Dave Sigafoos:
I have stated that I want to be able to index other types of documents. That just having and IMAGE type, while probably fine in the beginning and probably find for the majority of use, might be *limiting*. I believe that these 2 things are still there so that is what I am looking at.
I don't think you're quite getting the problem here. As I said before, identifying the type is not the problem. The fact that the Image: namespace is called Image: is totally irrelevant. There is no "IMAGE" type in MediaWiki, in the sense in which I think you mean it; there's just a place where uploaded files of *all* types get stored, and it happens to be called "Image:".
Right now, if you upload a Word or PPT document, we can easily identify the type, either by running something like Unix's "file" on it, or simply by looking at the suffix (.doc, .ppt, etc.) of the filename. But as I stated before, there are two reasons why we cannot search on these documents, and neither of them has anything to do with identifying their type.
1. Right now, MediaWiki's searches are implemented by using the MySQL search feature. Unlike regular Wiki pages, uploaded documents do not go into MySQL, and therefore cannot be searched in this way.

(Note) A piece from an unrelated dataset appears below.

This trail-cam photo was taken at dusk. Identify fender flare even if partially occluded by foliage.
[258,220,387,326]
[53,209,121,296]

2. You can only search for a text string in a file if the file is in a format you understand. That means writing a custom decoder for every format you want to handle. For plain text files, this is trivial, but for other files, it is not. For example, here's an excerpt from a PDF file:
ZÊü'¾h‹žu;ý,½‰Ÿóƒ‡·1oµ÷¯ù/g>QÁP€$IabþƺžUБ›ÈsF± _ÚæcçY~W¬%ó?åÈC‹›œ¯¼ÐO8 Ccý"š0~”œ%ò<GÃyì ÉeºœŸ¸ c+±j5[©J²WW ŒýDDÑ)Dp
Do you see the words "Inspection of clamps and of flexible piping" in there? They're in there.... somewhere. Simply knowing that this is a PDF doesn't help us to find them, though. Like it or not, formats like Word and Excel are proprietary, and that does make writing third-party tools for them harder.
So, in an attempt to take the heat out of this and get to facts, what I think you're looking for is an extension to: 1. allow admins to configure decoders for specific document types 2. run the right decoder (if any) when a document is uploaded 3. add the resulting plain text to the "searchindex" table. You would then have to find, install and configure decoders for your most-used document types.
I haven't had time to look into this in detail, but maybe more knowledgeable folk here could comment on whether this strategy makes sense; or, indeed, whether something like this already exists or is in progress.
Ian